Richard Mosse: Broken Spectre
Loose Joints Publishing, 2022
out of print
Mosse pushes the boundaries of photography to raise an urgent warning cry over catastrophic destruction in the Amazon rainforest.
Devastation in the Amazon rainforest and the climate change it triggers tend to unfold in ways that are too vast to comprehend, too minute to perceive, and too normalised to see. In an attempt to render the scale and urgency of the Amazon’s extensive, impending collapse, Richard Mosse’s most ambitious work to date employs a dazzling array of photographic techniques.
Broken Spectre is an immersive, 74-minute film that shifts between a manifold of ecological narratives, from the topographic to the anthropocentric, and to a careful examination of nonhuman violence and survival. Mosse and his team spent years documenting different fronts of destruction, degradation and environmental crimes in the Amazon Basin and related eco-systems.
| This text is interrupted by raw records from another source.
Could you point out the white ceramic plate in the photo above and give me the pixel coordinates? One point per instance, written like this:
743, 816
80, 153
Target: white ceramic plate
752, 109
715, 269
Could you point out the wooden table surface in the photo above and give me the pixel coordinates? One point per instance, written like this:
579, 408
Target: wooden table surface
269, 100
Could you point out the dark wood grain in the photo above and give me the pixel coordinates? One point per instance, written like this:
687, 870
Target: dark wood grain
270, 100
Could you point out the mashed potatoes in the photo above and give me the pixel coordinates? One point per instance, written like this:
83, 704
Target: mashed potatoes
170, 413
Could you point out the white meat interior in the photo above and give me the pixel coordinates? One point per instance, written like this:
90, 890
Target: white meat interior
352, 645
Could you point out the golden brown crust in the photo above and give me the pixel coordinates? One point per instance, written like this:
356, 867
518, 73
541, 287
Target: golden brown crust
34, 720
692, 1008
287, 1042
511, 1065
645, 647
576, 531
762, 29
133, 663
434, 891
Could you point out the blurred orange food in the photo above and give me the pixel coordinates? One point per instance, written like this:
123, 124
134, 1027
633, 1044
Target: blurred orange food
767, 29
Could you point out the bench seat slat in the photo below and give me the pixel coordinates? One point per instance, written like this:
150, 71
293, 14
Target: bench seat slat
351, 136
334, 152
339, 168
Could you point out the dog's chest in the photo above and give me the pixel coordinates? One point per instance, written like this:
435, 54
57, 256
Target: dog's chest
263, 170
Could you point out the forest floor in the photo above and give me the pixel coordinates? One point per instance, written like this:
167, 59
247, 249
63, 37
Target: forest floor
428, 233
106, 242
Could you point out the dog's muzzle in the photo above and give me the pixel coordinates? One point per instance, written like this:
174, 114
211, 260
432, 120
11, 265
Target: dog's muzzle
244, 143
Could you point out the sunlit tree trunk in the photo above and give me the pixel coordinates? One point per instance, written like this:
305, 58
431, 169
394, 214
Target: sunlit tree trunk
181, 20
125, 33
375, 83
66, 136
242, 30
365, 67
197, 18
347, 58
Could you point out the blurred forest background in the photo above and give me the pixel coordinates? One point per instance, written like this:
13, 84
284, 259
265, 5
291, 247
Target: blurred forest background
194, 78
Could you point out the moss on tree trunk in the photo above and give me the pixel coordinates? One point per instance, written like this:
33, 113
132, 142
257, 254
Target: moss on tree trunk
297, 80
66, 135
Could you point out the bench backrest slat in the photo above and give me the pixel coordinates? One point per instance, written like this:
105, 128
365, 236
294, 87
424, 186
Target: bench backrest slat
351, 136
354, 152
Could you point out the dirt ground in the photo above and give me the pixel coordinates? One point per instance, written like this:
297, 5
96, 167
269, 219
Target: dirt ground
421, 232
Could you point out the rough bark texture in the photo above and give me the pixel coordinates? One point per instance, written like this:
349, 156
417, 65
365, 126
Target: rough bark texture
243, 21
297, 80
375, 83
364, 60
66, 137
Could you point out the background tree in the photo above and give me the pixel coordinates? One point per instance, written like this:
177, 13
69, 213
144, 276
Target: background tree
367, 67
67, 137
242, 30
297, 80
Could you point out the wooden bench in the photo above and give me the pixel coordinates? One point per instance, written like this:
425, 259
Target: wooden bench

Broken Spectre operates on multiple scales: inky, fluorescent microscopic imagery describes the interdependent complexity of the Amazonian biome in scientific detail, while cinematic monochrome infrared scenes track illegal mining, logging and burning, industrial agriculture and indigenous activism.
Meanwhile, airborne multispectral footage starkly renders vast swathes of empty land in contrast to the lush rainforest, showing the vast scale and systematic organisation of the Amazon’s destruction.
In accompanying photographic works, Mosse renders the invisible visible: through multispectral cameras that emulate satellite imaging technology, alongside ultraviolet botanical studies, and heat-sensitive analogue film warped, mottled and degraded by the oppressive environment and by the burning forest itself. Accompanying these experimental documentary works are Mosse’s hypnotically vivid aerial maps, which zoom out and colourise the scale and extent of natural decimation in piercing detail, employing specially-made Geographic Information System (GIS) imaging technology.